Direct message command and control hides in the walla walla rhubarb.

London security researcher Paul Amar has built a tool capable of exploiting Twitter's extended direct messaging function for covert botnet command and control.

Amar created Twittor which allows attackers of white or black hats to create a fleet of compromised machines that can communicate, receive instructions, and update over the social network.

Twitter removed its 140 character limit for private direct messages between accounts in August.

It's a stealthy attack, since the Twittor command-and-control network traffic looks the same as legitimate tweeting, so bots are hard to seek out and destroy, Amar says.

A stealthy Python based backdoor that uses Twitter (Direct Messages) as a command and control server This project has been inspired by Gcat which does the same but using a Gmail account.

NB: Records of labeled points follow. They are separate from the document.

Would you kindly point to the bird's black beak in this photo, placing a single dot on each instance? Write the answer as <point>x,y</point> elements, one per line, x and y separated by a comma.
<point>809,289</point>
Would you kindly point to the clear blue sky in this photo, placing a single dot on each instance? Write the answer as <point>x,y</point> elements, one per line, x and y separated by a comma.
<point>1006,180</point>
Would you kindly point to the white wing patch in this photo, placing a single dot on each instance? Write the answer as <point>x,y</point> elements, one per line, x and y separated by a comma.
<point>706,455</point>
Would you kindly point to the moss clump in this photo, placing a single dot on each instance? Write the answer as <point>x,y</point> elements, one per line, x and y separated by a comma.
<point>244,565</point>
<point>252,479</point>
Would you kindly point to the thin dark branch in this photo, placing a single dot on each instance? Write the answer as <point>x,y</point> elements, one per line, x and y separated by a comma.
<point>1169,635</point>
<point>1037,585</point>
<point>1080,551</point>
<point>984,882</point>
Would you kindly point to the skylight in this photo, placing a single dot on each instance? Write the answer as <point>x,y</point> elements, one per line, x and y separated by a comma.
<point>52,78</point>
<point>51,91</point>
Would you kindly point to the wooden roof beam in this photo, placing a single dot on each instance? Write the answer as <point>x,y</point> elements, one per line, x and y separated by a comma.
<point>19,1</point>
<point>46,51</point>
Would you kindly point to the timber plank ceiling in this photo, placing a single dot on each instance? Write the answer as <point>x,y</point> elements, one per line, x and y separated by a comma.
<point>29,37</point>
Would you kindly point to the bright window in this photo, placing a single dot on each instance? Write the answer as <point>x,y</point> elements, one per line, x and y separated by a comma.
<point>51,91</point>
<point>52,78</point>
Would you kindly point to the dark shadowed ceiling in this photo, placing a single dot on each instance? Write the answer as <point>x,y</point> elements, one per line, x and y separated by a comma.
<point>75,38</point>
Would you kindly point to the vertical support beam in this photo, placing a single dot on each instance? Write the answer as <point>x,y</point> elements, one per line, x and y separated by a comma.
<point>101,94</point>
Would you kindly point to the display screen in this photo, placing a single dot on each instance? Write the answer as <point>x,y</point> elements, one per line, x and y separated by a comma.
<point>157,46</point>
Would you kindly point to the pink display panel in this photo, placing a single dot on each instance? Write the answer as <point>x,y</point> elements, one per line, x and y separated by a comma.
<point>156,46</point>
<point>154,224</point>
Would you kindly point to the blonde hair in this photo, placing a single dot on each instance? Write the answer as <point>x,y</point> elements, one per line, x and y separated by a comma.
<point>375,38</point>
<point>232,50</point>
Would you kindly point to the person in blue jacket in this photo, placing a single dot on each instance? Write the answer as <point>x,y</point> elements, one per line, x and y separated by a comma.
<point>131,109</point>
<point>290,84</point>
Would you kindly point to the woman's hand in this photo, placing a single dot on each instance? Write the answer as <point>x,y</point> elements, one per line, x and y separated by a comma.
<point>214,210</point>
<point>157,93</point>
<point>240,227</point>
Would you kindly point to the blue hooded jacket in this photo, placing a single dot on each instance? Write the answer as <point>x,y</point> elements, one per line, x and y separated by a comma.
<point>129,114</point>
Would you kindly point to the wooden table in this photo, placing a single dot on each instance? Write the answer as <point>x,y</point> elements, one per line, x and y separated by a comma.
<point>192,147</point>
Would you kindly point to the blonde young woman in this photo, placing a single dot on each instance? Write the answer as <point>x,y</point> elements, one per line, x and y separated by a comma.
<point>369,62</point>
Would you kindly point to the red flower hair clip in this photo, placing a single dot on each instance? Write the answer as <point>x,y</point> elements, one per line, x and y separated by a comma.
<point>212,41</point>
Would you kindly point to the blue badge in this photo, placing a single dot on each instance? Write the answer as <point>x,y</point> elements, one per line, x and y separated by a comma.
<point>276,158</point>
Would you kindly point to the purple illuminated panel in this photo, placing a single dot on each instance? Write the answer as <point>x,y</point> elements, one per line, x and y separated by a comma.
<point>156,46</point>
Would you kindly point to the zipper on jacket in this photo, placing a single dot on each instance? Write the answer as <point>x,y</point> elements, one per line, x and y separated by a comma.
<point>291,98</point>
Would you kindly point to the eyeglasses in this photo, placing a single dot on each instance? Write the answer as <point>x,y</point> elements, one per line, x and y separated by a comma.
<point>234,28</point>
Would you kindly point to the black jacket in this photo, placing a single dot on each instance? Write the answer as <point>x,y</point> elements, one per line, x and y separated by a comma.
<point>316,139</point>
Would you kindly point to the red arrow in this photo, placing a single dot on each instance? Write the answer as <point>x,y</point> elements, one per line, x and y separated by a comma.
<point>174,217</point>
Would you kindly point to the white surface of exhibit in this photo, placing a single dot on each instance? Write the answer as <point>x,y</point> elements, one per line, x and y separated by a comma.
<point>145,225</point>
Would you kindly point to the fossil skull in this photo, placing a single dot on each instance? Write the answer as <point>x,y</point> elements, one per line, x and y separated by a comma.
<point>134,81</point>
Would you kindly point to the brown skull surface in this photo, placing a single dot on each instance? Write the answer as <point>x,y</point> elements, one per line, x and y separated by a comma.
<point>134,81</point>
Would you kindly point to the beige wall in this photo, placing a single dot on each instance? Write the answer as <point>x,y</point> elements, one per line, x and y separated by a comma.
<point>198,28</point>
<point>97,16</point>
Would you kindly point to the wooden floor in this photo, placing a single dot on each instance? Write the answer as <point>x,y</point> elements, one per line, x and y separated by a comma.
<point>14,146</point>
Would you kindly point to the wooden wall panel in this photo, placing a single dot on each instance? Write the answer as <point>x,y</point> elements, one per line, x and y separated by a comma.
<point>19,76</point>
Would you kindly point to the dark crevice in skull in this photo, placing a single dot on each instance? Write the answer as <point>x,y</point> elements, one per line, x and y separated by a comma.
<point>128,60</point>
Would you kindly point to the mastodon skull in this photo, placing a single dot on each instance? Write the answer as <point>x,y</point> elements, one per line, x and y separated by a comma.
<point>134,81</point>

I mostly wanted to create a PoC after Twitter decided to remove the 140 characters limit for the Direct Messages. Few stuff should be added such as Encryption (Adding AES on top of it).

Twittor bots are limited to 100 direct messages a day. New bots can be created with additional accounts however.

The Python based Twittor can be downloaded on Github.

Amar has published other tools included a cross-site request forgery hacking toolkit and contributed to a Shodan Firefox extension. ®

Bootnote: Walla and rhubarb are the retrospective US and British terms in the media industry given to indistinct background chatter on TV and radio.